Poet and Peasant Overture - Suppe
Swan of Tuonela - Sibelius
Lemminkainen's Return - Sibelius
Capriccio Brillante - Mendelssohn
3 dances from The Bartered Bride - Smetana
Piano Concerto No 2 (excs) - Chopin
Legends of 59, Nos 1, 6, 3 - Dvorak
Mephisto Waltz - Liszt
Legends and Dances was the title of the RTE Concert Orchestra's programme at the National Concert Hall last night. The concept sounds fine - 19th-century orchestral character pieces inspired by folk dances or by legends. However, the intended theme was diluted by several items unrelated to it, and a succession of 12 short pieces by seven composers inevitably sounds bitty.
Inconsistencies were evident in the playing too, so that this concert did not have that reliability which can be one of the strengths of the RTECO and the conductor Proinnsias O Duinn. There were, for example, scrappy moments in the first two of the Three Dances from Smetana's The Bartered Bride, and Mendelssohn's Ca- priccio Brillante saw some very errant clarinet intonation.

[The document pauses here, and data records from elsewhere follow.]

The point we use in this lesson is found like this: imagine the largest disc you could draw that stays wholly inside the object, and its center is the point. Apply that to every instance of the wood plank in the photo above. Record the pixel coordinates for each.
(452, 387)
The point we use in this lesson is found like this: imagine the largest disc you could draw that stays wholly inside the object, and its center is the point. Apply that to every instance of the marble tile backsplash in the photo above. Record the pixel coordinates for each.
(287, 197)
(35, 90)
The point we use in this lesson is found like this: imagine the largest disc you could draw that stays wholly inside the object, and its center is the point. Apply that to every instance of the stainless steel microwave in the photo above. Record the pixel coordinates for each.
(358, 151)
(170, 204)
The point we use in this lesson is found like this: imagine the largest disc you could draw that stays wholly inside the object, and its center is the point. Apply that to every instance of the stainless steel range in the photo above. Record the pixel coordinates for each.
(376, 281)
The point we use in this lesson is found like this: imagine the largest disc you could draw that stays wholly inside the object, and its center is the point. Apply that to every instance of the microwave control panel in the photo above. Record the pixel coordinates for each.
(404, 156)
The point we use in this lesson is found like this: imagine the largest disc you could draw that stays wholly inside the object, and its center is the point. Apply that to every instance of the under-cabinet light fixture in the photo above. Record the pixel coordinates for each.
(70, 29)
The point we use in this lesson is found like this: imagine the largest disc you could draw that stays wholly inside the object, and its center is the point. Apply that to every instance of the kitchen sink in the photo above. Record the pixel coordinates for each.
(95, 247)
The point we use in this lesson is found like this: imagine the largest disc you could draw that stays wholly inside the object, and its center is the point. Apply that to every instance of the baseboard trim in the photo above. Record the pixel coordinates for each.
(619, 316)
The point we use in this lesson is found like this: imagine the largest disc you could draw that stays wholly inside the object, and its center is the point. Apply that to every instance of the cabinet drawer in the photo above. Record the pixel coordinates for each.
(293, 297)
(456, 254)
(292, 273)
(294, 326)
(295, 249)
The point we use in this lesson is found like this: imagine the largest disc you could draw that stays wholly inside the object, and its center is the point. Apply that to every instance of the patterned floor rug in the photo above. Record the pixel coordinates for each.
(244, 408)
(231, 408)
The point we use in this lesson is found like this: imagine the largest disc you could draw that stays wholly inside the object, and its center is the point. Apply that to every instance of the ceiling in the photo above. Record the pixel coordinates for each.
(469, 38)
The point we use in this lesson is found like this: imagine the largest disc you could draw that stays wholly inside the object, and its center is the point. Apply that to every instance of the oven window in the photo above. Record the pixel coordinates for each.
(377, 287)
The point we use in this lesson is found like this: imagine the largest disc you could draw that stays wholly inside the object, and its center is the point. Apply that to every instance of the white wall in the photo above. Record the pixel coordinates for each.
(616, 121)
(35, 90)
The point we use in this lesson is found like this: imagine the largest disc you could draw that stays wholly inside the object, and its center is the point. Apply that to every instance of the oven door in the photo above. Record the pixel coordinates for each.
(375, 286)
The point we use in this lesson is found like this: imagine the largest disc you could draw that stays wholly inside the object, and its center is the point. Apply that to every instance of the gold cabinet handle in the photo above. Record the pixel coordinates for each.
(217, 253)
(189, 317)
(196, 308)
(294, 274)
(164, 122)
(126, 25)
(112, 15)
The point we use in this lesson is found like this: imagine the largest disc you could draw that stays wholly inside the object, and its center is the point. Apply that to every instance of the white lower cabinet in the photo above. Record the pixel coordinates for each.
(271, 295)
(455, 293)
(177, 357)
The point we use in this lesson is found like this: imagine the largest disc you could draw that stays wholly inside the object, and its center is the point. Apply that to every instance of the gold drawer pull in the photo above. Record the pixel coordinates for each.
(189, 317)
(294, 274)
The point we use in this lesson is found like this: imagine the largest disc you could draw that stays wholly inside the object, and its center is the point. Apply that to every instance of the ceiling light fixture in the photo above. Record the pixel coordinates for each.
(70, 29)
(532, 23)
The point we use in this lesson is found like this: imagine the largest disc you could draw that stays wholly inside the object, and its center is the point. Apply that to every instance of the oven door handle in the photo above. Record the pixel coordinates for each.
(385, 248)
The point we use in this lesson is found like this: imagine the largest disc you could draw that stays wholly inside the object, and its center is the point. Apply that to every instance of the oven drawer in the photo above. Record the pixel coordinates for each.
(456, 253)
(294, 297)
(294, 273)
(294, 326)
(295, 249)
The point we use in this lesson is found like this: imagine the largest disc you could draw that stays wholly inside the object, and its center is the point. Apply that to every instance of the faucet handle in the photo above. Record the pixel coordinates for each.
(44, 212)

The soloist in the Mendelssohn was Veronica McSwiney. Her playing was not secure enough for a piece which needs plenty of virtuoso dash; nor did it have that subtle characterisation which can make this music sound fresh. She was more persuasive in the slow movement of Chopin's Piano Concerto No 2 (the other movements were omitted), producing natural shape and some nice tone.
It was just as well that the best playing came in some of the best music, in Sibelius's Swan of Tuonela and Lemminkainen's Return, in the third of Dvorak's Legends Op 59, and in Liszt's Mephisto Waltz. These pieces had that rhythmic charge - in slow speeds as well as fast - and that overall confidence which one was looking for.